I am very pleased with the selection of the three lessons for today. These are the ones for the Festival of the Epiphany and are used by many denominations that use the lectionary. The lectionary is the set of lessons that purposely follow the church calendar. These three scripture lessons for today fit together well and really help us understand how the light and the star fit into God’s plan for the salvation of the world. Our first lesson from Isaiah 60 was given 700 years before the birth of Jesus. Listen to how close these words come to describing what happened with the Wisemen: “Arise, shine; for your light has come, and the glory of the Lord has risen upon you…Nations shall come to your light, and kings to the brightness of your dawn…Then you shall see and be radiant…A multitude of camels shall cover you, the young camels of Midian and Ephah; all those from Sheba shall come. They shall bring gold and frankincense, and shall proclaim the praise of the Lord.”
Our second lesson is from St. Paul’s Letter to the Ephesians, written just a few years after Jesus had returned to heaven. Paul believed sincerely that Jesus called him to take the gospel to the Gentiles, in the spirit of ever-expanding the reach of the good news of God’s Love for the whole world. He writes: “…the Gentiles have become fellow heirs, members of the same body, and sharers in the promise in Christ Jesus through the gospel…Although I am the very least among the saints, this grace was given to me to bring to the Gentiles the news of the boundless riches of Christ, and to make everyone see what is the plan of the mystery hidden for ages in God who created all things; so that through the church the wisdom of God in its rich variety might now be made known to the rulers and authorities in the heavenly places.
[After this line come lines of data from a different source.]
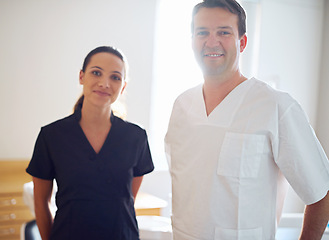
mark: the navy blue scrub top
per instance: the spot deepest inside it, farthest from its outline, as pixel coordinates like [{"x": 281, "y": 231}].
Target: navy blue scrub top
[{"x": 94, "y": 197}]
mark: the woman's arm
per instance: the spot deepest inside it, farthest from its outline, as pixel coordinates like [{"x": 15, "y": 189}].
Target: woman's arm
[
  {"x": 137, "y": 181},
  {"x": 42, "y": 195}
]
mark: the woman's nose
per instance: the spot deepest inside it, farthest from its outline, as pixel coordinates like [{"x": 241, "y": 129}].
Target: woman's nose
[{"x": 104, "y": 82}]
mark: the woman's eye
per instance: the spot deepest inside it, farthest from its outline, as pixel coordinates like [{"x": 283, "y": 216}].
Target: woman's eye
[
  {"x": 117, "y": 78},
  {"x": 96, "y": 73},
  {"x": 202, "y": 33},
  {"x": 223, "y": 33}
]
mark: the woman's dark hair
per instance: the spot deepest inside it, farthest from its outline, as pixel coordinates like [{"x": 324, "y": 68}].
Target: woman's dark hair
[
  {"x": 101, "y": 49},
  {"x": 231, "y": 5}
]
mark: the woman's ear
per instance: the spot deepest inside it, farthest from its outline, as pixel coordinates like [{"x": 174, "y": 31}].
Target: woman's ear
[
  {"x": 81, "y": 76},
  {"x": 124, "y": 87}
]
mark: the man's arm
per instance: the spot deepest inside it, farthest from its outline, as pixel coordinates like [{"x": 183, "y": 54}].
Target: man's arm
[{"x": 316, "y": 217}]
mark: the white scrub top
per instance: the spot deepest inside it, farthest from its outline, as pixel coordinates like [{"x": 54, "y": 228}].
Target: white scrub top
[{"x": 229, "y": 169}]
This was in accordance with the eternal purpose that he has carried out in Christ Jesus our Lord…”
Let me pause for a time in this retelling of scripture to reflect on two words we just heard St. Paul give us: “eternal purpose.” I might have just breezed by those words in an earlier time, but now at Resurrection we are engaged in creating a purpose statement and a set of guiding principles for our congregation’s ministry. This might be just the right time to see how our purpose statement stacks up with God’s purpose as revealed in scripture.
As you know, the purpose statement involves using the letters of our names: RLC, Resurrection Lutheran Church. Here is the proposed Purpose Statement that you and I will be voting on at the Congregation Meeting on January 30:
God’s Purpose for Resurrection Lutheran Church is to:
Reflect the Love of Christ by Reaching, Loving, and Caring.
God’s Work…Our Hands.
One of the most important words in that statement is “Reflect”. It is not our light but the light of Christ that comes to us first and we simply are reflecting back that light to others.
What are the guiding principles, those biblically-based values we intend to live by? Here are the seven:
1. Jesus is Lord and Savior – in all that we say and do we serve Jesus, for by His grace we are saved through faith.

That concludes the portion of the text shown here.